Depuis des mois, les parents d’Andy préparent un gros coup. S’introduire dans les locaux de la banque Jones et piller l’intégralité des réserves. Forcer la porte de derrière, désactiver les systèmes d’alarme, attaquer les coffres au chalumeau. Un programme classique qui exige du temps. Ils reviendront seulement au petit matin.
Andy est habitué à rester seul, certains soirs. Gangster est un métier exigeant. Ses parents sortent souvent en rasant les murs, de grands chapeaux mous enfoncés sur la tête. Ils portent des perruques et d’autres postiches aussi : moustaches, barbes, rouflaquettes. Personne ne doit les reconnaître.

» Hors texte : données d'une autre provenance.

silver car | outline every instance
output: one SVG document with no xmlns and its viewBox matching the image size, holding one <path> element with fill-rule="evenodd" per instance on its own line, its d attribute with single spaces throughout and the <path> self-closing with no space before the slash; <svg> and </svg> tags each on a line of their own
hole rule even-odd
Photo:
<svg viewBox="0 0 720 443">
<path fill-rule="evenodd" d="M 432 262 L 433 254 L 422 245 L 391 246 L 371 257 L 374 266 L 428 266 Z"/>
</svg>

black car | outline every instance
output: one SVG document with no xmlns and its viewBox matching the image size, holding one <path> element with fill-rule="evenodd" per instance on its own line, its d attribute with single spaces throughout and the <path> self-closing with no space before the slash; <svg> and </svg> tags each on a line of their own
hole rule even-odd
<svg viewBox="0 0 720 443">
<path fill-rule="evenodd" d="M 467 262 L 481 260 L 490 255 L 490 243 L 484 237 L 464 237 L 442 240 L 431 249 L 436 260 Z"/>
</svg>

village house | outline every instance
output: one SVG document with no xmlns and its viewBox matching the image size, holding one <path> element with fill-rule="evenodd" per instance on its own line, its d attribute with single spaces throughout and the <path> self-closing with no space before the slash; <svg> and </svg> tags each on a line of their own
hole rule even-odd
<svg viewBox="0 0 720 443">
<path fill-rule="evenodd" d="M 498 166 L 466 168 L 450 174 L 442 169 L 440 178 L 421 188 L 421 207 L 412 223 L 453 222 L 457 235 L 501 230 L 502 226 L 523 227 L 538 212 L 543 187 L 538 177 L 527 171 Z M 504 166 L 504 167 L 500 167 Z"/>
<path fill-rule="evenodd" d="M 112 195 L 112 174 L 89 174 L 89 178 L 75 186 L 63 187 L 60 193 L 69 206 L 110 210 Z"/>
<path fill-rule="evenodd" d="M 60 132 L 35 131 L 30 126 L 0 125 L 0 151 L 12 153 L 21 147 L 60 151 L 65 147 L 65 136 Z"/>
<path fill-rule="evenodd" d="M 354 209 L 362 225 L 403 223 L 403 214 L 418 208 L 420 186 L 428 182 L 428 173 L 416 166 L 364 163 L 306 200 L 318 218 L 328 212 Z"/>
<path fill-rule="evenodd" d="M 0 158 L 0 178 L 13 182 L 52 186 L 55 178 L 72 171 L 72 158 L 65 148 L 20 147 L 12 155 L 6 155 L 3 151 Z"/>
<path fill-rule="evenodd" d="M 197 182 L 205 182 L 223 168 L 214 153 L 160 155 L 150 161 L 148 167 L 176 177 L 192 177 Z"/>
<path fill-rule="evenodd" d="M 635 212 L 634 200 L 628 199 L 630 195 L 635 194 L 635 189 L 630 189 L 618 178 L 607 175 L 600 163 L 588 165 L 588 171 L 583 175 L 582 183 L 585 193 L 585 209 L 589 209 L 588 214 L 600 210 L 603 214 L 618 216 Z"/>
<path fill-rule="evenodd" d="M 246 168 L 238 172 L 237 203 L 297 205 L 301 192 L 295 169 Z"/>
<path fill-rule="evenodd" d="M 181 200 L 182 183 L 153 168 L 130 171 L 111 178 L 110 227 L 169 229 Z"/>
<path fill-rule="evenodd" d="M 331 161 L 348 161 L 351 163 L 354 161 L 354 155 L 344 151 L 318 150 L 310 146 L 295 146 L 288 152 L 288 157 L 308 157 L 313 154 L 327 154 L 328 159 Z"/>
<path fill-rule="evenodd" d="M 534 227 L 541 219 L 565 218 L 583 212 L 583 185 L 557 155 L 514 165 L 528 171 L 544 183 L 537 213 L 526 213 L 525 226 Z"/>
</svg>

Qu’ils soient en train de préparer un hold-up ou de se faire oublier après un casse dans une bijouterie, il faut qu’ils passent incognito. Et quand les voisins ont des soupçons sur leur profession, la famille d’Andy déménage.
Ces soirs-là, le dîner d’Andy est composé de sandwichs. Il les remplit de jambon, après avoir beurré de larges tranches de pains de mie. Andy les dévore assis dans son fauteuil, devant la télévision, en buvant des sodas. Il y a toujours un programme à regarder. C’est les films de gangsters qu’Andy préfère. Quand on a des parents dans le métier, les poursuites de voiture, les pneus qui crissent et les coups de feu qui claquent, ça vous parle forcément.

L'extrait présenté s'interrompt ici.